Healthcare spending in America fast approaches $4 trillion a year. The dirty secret is – most healthcare isn’t actually that expensive to provide.
There is a vast difference between what people are charged and what it costs to deliver care. A study published in Health Affairs found that hospitals were charging 3.4 times the cost of patient care on average. At the 50 so-called “greediest” hospitals, they were charging more than ten times the actual cost, and typically pricier hospitals are no better than the cheaper ones. Retail prices for hip and knee replacements can range from between $11-$70,000 depending on where in the states the operation takes place and in which hospital.
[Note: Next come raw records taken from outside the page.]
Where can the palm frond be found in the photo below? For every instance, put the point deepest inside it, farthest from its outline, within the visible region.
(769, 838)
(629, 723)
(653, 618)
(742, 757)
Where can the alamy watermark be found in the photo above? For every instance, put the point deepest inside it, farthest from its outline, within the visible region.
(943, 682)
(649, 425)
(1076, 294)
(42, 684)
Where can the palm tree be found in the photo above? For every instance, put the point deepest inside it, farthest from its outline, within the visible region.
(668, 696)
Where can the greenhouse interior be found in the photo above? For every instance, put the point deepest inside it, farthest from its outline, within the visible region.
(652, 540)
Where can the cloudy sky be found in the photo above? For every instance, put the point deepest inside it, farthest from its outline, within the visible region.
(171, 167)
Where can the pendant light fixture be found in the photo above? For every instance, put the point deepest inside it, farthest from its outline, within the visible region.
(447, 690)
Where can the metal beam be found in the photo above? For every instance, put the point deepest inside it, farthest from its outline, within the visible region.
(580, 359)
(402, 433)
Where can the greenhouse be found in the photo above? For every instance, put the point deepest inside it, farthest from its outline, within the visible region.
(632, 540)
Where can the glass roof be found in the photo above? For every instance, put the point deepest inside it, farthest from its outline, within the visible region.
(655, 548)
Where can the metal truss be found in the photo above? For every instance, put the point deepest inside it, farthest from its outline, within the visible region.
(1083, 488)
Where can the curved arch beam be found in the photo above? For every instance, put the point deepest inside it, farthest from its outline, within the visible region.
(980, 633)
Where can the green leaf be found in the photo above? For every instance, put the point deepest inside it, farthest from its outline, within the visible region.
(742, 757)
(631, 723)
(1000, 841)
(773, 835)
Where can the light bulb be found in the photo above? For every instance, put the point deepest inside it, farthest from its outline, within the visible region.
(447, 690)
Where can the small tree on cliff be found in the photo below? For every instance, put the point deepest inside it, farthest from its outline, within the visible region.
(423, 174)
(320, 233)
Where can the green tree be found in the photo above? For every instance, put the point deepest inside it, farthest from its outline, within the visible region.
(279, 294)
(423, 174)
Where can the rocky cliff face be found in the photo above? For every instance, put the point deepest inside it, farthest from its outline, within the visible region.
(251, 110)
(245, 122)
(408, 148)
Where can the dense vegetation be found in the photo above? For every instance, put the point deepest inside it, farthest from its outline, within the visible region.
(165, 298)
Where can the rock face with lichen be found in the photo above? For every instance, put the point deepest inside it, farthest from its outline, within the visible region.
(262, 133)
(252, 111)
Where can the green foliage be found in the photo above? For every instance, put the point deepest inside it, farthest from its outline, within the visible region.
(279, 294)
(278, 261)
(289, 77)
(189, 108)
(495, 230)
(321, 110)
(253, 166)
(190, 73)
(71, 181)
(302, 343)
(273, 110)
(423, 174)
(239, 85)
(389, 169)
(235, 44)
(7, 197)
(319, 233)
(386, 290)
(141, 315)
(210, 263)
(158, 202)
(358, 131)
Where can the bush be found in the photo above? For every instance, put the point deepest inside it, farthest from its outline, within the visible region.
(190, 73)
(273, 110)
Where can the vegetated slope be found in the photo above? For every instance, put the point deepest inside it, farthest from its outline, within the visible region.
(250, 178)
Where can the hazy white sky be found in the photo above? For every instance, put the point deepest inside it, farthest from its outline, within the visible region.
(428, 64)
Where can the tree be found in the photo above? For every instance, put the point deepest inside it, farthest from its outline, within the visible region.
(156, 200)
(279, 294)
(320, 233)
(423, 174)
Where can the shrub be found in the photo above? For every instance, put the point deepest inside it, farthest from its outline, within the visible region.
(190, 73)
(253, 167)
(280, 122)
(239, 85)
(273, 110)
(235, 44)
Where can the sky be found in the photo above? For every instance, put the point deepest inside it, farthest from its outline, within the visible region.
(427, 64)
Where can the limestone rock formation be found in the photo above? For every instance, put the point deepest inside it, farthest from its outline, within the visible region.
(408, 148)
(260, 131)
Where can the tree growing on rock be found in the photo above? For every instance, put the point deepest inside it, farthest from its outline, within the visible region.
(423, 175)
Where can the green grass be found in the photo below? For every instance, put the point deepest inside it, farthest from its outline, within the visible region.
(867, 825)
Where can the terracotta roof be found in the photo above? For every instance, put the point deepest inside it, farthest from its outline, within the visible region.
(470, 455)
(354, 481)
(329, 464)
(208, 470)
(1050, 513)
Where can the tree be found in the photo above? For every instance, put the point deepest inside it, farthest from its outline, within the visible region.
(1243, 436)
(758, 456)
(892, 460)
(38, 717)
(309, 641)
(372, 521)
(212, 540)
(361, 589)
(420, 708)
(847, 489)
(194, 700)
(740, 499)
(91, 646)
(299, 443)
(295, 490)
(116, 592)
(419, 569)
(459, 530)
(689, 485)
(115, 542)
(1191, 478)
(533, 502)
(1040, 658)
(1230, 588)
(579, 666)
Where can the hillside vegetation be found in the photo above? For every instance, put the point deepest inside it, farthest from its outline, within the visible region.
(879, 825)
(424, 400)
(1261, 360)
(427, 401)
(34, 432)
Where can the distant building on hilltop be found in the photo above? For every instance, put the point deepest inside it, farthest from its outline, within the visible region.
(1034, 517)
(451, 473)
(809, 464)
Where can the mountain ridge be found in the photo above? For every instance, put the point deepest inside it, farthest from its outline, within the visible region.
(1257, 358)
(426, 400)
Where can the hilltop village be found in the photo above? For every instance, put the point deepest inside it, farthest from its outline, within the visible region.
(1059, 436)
There has been a massive increase in the proportion of administrative staff necessary to comply with the complex array of regulations as compared to the number of doctors and nurses. In December 2011, the Administrator for the Centers for Medicare & Medicaid Services, Dr. Donald Berwick asserted (as he was leaving his job) that 20-30% of health care spending in the US is going to waste. He listed the five major causes as over-treatment, failure to coordinate care, the administrative complexity of the system, burdensome rules, and outright fraud.
Here are some of the main causes of waste: Unnecessary tests ($200-800bn(!!!).) Fraud ($58.5-$83.9 billion), overtreatment ($75.7-$101.2 billion), failure to coordinate care ($27.2-$78.2 billion). And the administrative complexity of the system ($265.6 billion.)[1] More than enough money to end world hunger. A 2019 article in PubMed puts Waste in the US Health Care System at between $760 billion to $935 billion but I’d say that’s an extremely conservative estimate because that’s according to the criteria of the current system. If you reformed the system itself you’d save at least twice that.
The American system is replete with people ordering expensive treatments with large profit margins where cheaper treatments will do an equal or better job with less side effects. Stacks of unnecessary treatments are performed every year and especially unnecessary tests which bring in lots of money.
You’d think private insurers would act as a check-and-balance, negotiating to keep care costs down so they could offer competitive premiums, but actually, they get a kickback– ahem!– sorry! I mean an Administration fee, when they pay out, called a reimbursement. The more they pay out, the more they can claim back. I still don’t fully understand why they don’t do a better job of policing wasteful spending and ineffective treatments, but fear of litigation for refusing pay-outs and regulation that limit competition in the insurance market play some role. As is the fact that because people change jobs several times in their life, even if people get sick later it will probably be some other insurance company’s problem.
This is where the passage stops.